Sean Holley
- Born: 6 November 1970 (age 55) Neath, Wales
- Height: 1.88 m (6 ft 2 in)
- Weight: 96 kg (15 st 2 lb)
- University: Loughborough University

Rugby union career
- Position: Fullback

Senior career
- Years: Team / Apps / (Points)
- 1990: Uni NSWales
- 1990-1992: Maesteg
- 1992-1993: Rugby Lions
- 1993-1995: Aberavon

Coaching career
- Years: Team
- 2000–2003: Gloucester RFC Academy
- 2003–2012: Ospreys
- 2013–2016: Bristol Rugby

Official website
- www.seanholley.co.uk

= Sean Holley =

Welsh rugby union player & coach

Sean Holley (born 6 November 1970) is a broadcaster and rugby union coach.

==Rugby career==

After a year in Australia playing sport Holley played for Maesteg RFC at centre and full back. He studied for a degree in Physical Education & Sports Science at Loughborough University, playing for Loughborough Students and transferring to Rugby Lions whilst at University. On completing his studies Holley gained employment at CCTA (now Coleg Sir Gar) and signed as a fullback for Aberavon RFC until an injury sustained in a match in 1994 against South Africa which saw him forced to end his playing career at the age of 24. During his time as a sports lecturer at Carmarthenshire College, Holley devised a two-year national diploma course in Rugby Studies in 1998. Holley took the concept with him to Hartpury College in Gloucestershire, where he became the college's first Director of Rugby.
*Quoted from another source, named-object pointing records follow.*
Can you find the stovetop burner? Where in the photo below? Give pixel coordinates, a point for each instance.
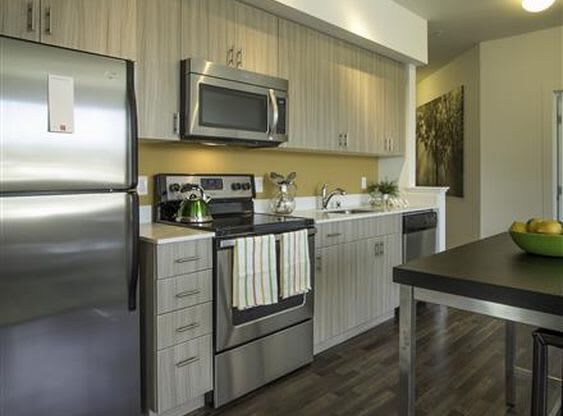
(249, 225)
(231, 206)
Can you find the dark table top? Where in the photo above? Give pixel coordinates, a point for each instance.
(492, 269)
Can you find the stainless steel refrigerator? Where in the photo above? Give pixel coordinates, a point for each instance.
(69, 324)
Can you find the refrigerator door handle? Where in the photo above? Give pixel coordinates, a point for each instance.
(132, 100)
(134, 278)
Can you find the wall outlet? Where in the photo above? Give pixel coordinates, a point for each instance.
(259, 184)
(142, 186)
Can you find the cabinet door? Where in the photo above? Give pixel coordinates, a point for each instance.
(208, 30)
(394, 96)
(330, 284)
(305, 58)
(256, 40)
(158, 68)
(106, 27)
(20, 18)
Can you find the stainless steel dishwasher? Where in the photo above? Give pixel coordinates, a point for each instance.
(419, 234)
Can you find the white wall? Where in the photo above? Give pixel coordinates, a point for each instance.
(517, 78)
(462, 214)
(381, 25)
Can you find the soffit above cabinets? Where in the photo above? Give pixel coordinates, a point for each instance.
(382, 26)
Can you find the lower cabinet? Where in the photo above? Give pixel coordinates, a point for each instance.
(177, 325)
(354, 287)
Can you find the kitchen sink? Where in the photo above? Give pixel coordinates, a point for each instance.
(352, 211)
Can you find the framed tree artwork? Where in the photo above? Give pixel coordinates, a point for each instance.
(439, 142)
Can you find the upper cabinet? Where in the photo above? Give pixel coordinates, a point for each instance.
(230, 33)
(306, 58)
(20, 18)
(342, 98)
(158, 68)
(104, 26)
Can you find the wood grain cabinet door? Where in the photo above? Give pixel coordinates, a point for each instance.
(208, 30)
(256, 40)
(158, 68)
(306, 60)
(106, 27)
(20, 19)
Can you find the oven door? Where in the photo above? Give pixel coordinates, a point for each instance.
(235, 327)
(226, 111)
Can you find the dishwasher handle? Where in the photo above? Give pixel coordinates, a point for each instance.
(419, 221)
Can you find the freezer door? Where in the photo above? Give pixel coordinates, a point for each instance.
(69, 326)
(93, 95)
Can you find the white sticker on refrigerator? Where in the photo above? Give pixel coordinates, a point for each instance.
(61, 104)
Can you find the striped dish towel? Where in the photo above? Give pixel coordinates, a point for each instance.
(255, 280)
(295, 264)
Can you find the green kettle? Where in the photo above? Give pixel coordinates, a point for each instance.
(194, 208)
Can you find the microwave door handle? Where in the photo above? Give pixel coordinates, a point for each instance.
(275, 113)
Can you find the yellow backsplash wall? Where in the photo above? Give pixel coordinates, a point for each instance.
(312, 169)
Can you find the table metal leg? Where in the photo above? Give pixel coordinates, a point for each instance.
(407, 351)
(510, 363)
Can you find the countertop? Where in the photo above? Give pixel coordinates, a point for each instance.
(164, 234)
(493, 269)
(321, 217)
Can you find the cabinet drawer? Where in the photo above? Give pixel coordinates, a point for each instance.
(184, 325)
(330, 234)
(183, 291)
(345, 231)
(184, 372)
(181, 258)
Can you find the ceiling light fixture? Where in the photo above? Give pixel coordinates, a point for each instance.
(536, 6)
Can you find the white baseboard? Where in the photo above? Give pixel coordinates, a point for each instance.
(351, 333)
(184, 409)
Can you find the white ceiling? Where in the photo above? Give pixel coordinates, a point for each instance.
(456, 25)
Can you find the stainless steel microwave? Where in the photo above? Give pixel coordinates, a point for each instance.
(224, 105)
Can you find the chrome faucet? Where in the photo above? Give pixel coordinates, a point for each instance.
(326, 196)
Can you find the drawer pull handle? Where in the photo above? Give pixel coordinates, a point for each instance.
(186, 328)
(189, 361)
(188, 293)
(187, 259)
(334, 235)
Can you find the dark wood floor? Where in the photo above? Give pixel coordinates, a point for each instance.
(460, 371)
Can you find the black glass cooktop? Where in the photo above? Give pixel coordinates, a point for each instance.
(236, 225)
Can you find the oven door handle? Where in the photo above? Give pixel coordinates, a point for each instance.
(231, 243)
(275, 113)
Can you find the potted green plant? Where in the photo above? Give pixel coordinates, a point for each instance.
(386, 189)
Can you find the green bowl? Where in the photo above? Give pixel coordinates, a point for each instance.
(541, 244)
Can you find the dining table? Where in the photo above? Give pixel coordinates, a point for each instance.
(491, 277)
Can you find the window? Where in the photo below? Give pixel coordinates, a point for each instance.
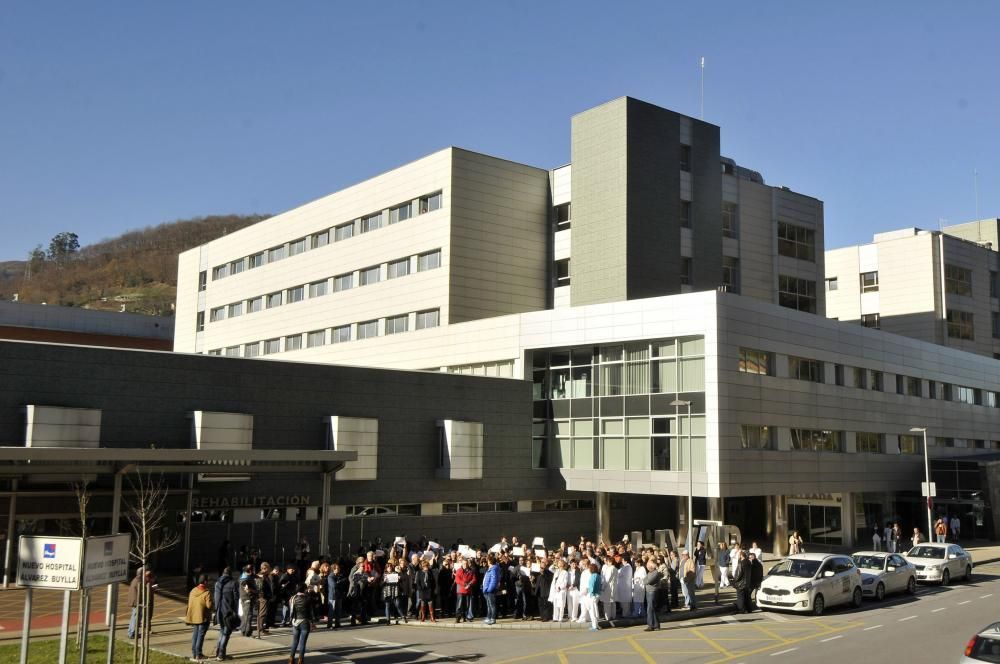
(369, 275)
(397, 324)
(562, 215)
(755, 437)
(343, 232)
(430, 203)
(343, 282)
(909, 444)
(960, 324)
(429, 261)
(756, 362)
(368, 329)
(731, 274)
(400, 213)
(870, 443)
(957, 280)
(871, 320)
(341, 334)
(399, 268)
(320, 240)
(796, 293)
(317, 338)
(729, 211)
(318, 288)
(820, 440)
(803, 368)
(371, 222)
(796, 242)
(426, 319)
(562, 272)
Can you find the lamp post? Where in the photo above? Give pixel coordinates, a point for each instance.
(927, 478)
(677, 403)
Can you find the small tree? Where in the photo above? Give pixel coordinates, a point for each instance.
(146, 514)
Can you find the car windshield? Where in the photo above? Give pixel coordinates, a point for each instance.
(869, 562)
(801, 568)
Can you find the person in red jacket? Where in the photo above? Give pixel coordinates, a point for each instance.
(464, 580)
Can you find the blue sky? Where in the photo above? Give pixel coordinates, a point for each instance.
(119, 115)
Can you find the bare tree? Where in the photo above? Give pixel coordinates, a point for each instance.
(146, 514)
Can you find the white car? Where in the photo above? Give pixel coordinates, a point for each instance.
(940, 562)
(883, 573)
(811, 582)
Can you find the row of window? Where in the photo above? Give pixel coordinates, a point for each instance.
(363, 277)
(342, 333)
(761, 362)
(347, 230)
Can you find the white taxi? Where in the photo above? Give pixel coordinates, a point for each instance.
(810, 582)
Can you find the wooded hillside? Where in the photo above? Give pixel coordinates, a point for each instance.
(137, 269)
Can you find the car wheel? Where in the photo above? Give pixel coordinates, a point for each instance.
(818, 605)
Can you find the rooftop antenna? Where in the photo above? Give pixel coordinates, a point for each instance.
(703, 89)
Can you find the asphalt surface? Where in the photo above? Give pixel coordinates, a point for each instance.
(932, 626)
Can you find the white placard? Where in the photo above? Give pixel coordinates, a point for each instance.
(49, 562)
(105, 560)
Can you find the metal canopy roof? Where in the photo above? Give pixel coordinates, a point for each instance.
(25, 461)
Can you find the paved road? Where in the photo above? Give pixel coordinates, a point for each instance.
(933, 626)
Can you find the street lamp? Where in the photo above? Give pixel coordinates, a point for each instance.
(677, 403)
(927, 477)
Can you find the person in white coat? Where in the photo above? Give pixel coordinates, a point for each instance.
(558, 590)
(639, 590)
(622, 595)
(609, 575)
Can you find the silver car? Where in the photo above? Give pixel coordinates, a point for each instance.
(940, 563)
(883, 573)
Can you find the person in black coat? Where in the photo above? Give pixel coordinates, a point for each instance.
(227, 604)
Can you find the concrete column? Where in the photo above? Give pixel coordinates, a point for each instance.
(602, 502)
(777, 519)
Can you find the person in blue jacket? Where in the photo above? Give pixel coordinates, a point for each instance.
(491, 583)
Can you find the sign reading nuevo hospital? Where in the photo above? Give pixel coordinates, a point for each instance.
(49, 562)
(226, 502)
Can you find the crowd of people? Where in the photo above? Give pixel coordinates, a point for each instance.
(585, 581)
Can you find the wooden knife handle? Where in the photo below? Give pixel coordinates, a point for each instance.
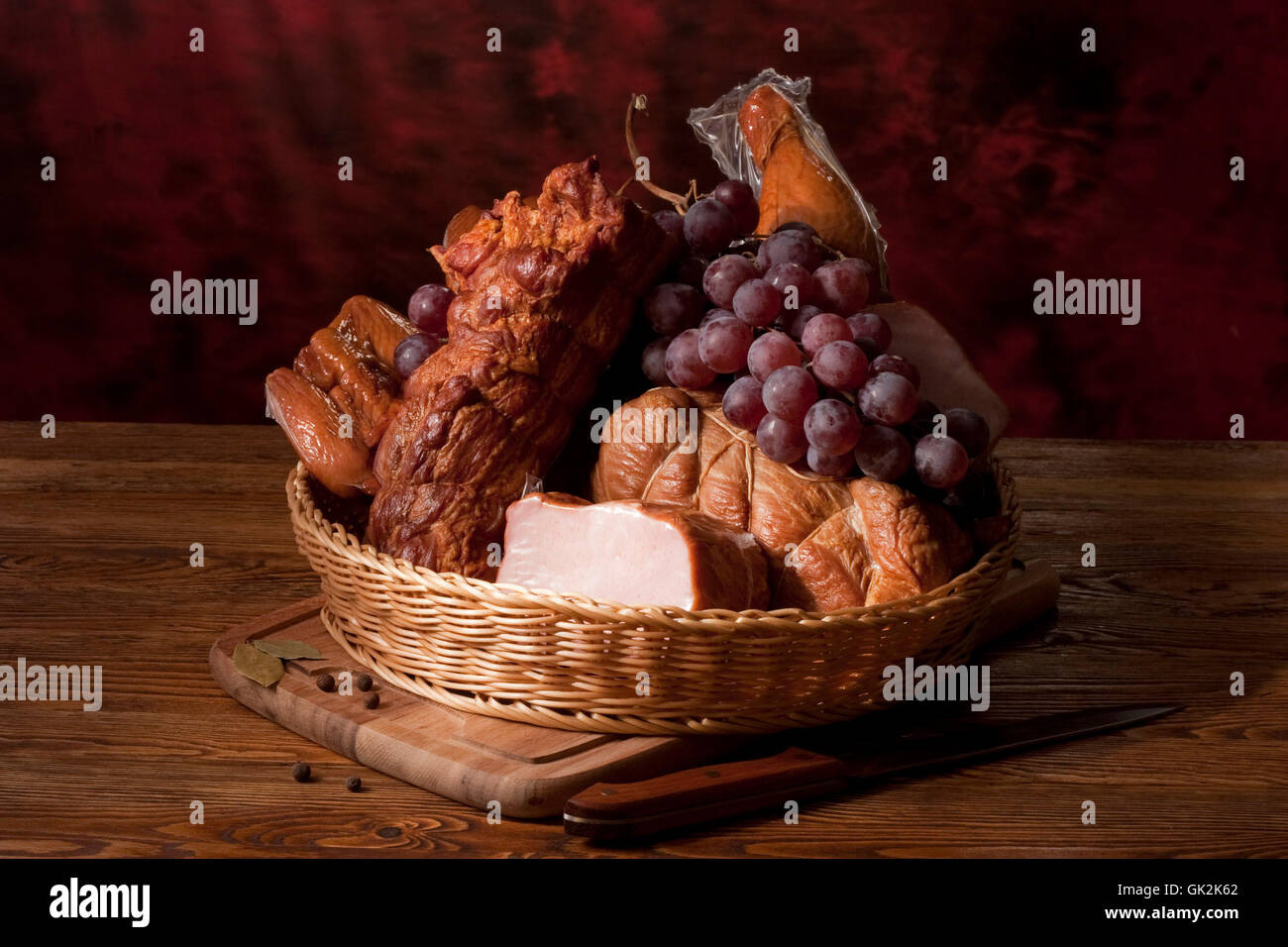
(617, 812)
(1029, 590)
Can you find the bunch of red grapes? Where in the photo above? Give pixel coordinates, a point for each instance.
(428, 312)
(810, 375)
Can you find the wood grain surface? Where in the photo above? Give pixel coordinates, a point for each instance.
(95, 530)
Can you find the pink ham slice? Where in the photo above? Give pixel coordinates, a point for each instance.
(631, 552)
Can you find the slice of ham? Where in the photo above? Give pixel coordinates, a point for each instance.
(630, 552)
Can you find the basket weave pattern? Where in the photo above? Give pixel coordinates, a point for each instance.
(576, 664)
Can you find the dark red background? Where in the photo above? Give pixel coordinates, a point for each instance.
(223, 163)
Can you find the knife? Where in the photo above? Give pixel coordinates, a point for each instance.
(629, 810)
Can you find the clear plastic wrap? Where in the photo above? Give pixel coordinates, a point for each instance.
(717, 128)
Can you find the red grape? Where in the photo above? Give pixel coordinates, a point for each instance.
(797, 226)
(724, 275)
(832, 427)
(684, 367)
(412, 351)
(969, 429)
(691, 270)
(827, 466)
(790, 392)
(653, 361)
(771, 352)
(789, 247)
(940, 462)
(926, 410)
(428, 308)
(870, 348)
(841, 365)
(743, 405)
(709, 226)
(841, 285)
(820, 330)
(781, 440)
(883, 453)
(722, 344)
(888, 398)
(758, 303)
(673, 307)
(868, 325)
(799, 320)
(784, 274)
(900, 367)
(741, 201)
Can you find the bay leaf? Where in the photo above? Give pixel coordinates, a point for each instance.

Between 2000 and 2003, Holley was the head coach of the Gloucester RFC Academy. Holley joined the Ospreys regional team at their formation in 2003, as assistant coach working under Lyn Jones. When Jones left the region in May 2008, Holley took charge of the region for the 2008–09 season. He remained Head Coach until 2012 winning 5 major trophies with the Region.

Holley was appointed as assistant coach for the Wales national team's 2009 summer tour of North America, with responsibility for defence. The opportunity arose as regular defence coach Shaun Edwards, along with two other Wales coaches, were unavailable due to their participation in the 2009 Lions tour to South Africa.

The 2009–10 season saw Scott Johnson join the Ospreys as Director of Rugby, with Holley remaining at the region as head coach. Holley left the Ospreys in February 2012 by mutual agreement after a dire run of results. The Ospreys went on to win all eight of their remaining games after Holley's departure, including the Grand Final.

After providing short-term cover at the Scarlets regional team while Mark Jones was away assisting the Wales national side during the 2013 Six Nations tournament, Holley joined Bristol Rugby as first team coach ahead of the 2013–14 season. He renewed his contract with Bristol in April 2015. Bristol gained promotion to the English Premiership under Holley's leadership at the end of the 2015/16 season beating Doncaster in their third play off final in as many years. On 24 June 2016, he and Bristol Rugby parted company by mutual consent.

==Media work==

Following his departure from the Ospreys in February 2012, Holley has worked as a pundit and analyst on BBC Wales' rugby programming including Scrum V.

In June 2012, Holley was approached by Town & Country Broadcasting regarding hosting a radio show about rugby. The first series of the show, titled Rugby Nation and broadcast on Nation Radio along with other Town & Country stations across South Wales started in August 2012. Rugby Nation was nominated in the Best Sports Programme category at the 2013 Sony Radio Academy Awards, and won the bronze award in the category.

Holley now works regularly not only for the BBC and Nation but also for BT Sport, Talksport and Sky Sports. He is an Ambassador for the charity Rugby For Heroes as well as the Velindre Cancer Centre and works closely with sports travel company Venatour.
Holley also hosts a rugby and entertainment podcast called Tuesday Club with fellow commentator and Welsh rugby player Shane Williams and Rugby fan and actor Kyle Rees.